Relatório será lido pelo ministro Edson Fachin, atual relator do caso
O Supremo Tribunal Federal (STF) divulgou na noite de ontem (14) o rito que será adotado durante a sessão desta terça-feira (15), que vai analisar o relatório da Polícia Federal sobre as conversas entre o ministro Alexandre de Moraes e o ex-banqueiro Daniel Vorcaro. Os votos de Edson Fachin e Carmem Lúcia podem ser decisivos para o destino de Moraes. Eles decidirão se vão seguir o clamor da sociedade ou se vão blindar o ministro acusado de relações nada ortodoxas com Daniel Vorcaro, cuja bomba foi divulgada pelo ministro André Mendonça, então relator do caso.
De acordo com o procedimento definido pelo presidente do STF, ministro Edson Fachin, a sessão será aberta às 10h.
Em seguida, a secretária da sessão fará a leitura da ata da sessão anterior da Corte, e Fachin vai realizar as saudações de praxe a todos os ministros.
O ministro então chamará o processo para julgamento e fará a leitura do relatório. O caso chegou a Fachin após Mendonça informar sobre possíveis conversas entre Moraes e Daniel Vorcaro.
Depois, a palavra será dada à Procuradoria-Geral da República (PGR). Após a manifestação da procuradoria, a votação será iniciada.
O STF não confirmou se Alexandre de Moraes poderá participar da sessão.
O plenário também é composto pelos ministros Cristiano Zanin, Flávio Dino, Nunes Marques, Luiz Fux, Cármen Lúcia e Gilmar Mendes.
A participação de Dias Toffoli também não está confirmada.

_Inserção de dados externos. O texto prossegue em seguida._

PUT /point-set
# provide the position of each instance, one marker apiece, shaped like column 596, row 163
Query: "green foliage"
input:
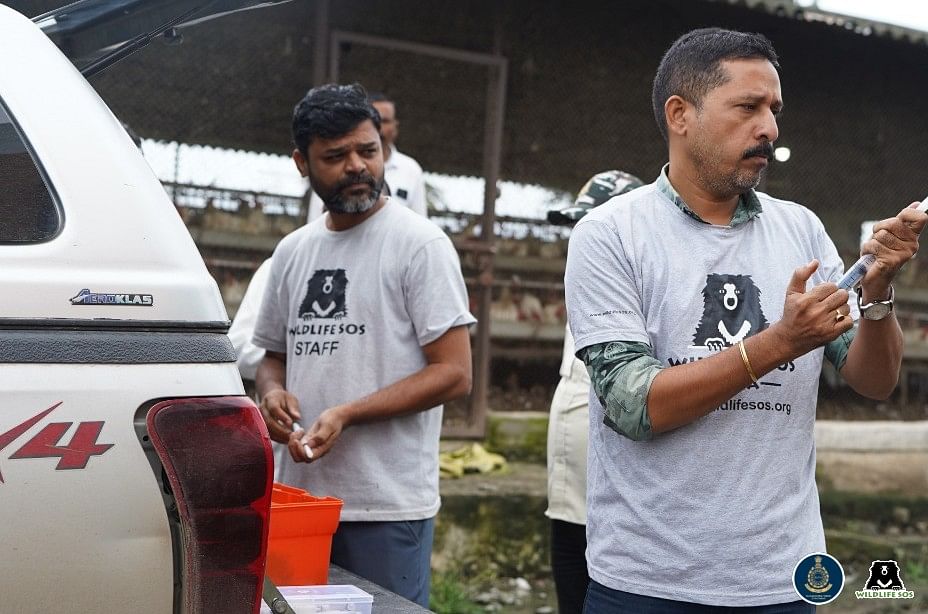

No início deste ano, Toffoli se declarou impedido de participar de julgamentos sobre o caso Master após a imprensa revelar que o ministro é dono de um resort que foi comprado por um fundo de investimentos ligado ao banco.
Mais cedo, o STF confirmou que a sessão da Corte terá transmissão ao vivo pela TV Justiça e pela internet.
Questões em aberto
A análise do mérito
Os ministros vão decidir se as mensagens reunidas pela PF justificam a abertura de alguma apuração contra Moraes.

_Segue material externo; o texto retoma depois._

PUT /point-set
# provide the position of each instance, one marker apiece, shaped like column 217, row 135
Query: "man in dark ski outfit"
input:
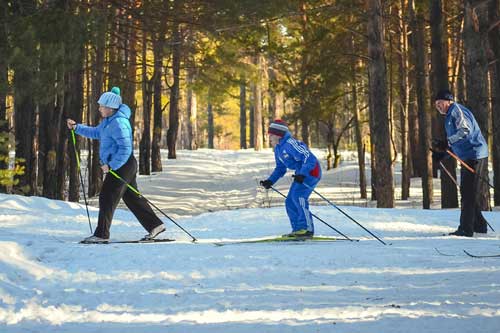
column 115, row 151
column 466, row 141
column 293, row 154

Mesmo se o relatório for anulado por questões formais, o plenário avaliará se os elementos são suficientes para determinar uma nova análise dos dados.
Tese do “vício de origem” e envio a novo subprocurador
A PGR já defendeu formalmente a anulação e o arquivamento do relatório da PF por vícios formais na sua elaboração — produzida a pedido de Mendonça sem provocação do Ministério Público ou da PF e sem aviso à Presidência.
Nos bastidores, avalia-se a possibilidade de Fachin declarar a nulidade do relatório por falha de origem, mas propor que os dados sejam remetidos a um novo subprocurador-geral (diferente de Paulo Gonet) para analisar se há elementos para abrir uma investigação formal.
Gonet foi citado no relatório da PF e delegados da corporação chegaram a pedir que ele se declarasse impedido de atuar nas apurações, mas a expectativa é que o PGR participe da sessão.
A SEGURANÇA NO STF
O acesso ao prédio do STF vai incluir medidas adicionais de segurança – inclusive para advogados, imprensa, assessores e funcionários. Serão utilizados detectores de metal e equipamentos de raio X e proibida a entrada no plenário de pessoas não autorizadas, além da vedação ao uso de telefones celulares no plenário durante a sessão.
O presidente do tribunal reservou a primeira fila do plenário da Corte para receber treze ministros aposentados, incluindo dez ex-presidentes da Corte, para assistir ao julgamento.
O acesso à Praça dos Três Poderes, onde fica o STF, será fechado ao público em razão da sessão.
Segundo a Secretaria de Segurança Pública do DF, haverá reforço no policiamento no perímetro da Praça dos Três Poderes e no Anexo do STF. Atos e manifestações de qualquer teor serão proibidos na praça.
O governo também usará drones da Polícia Militar e câmeras para o monitoramento, além da célula de inteligência ativada em agosto para cuidar da segurança da capital durante as eleições de 2026. O grupo conta com 22 órgãos de segurança distritais e federais e deve funcionar até janeiro.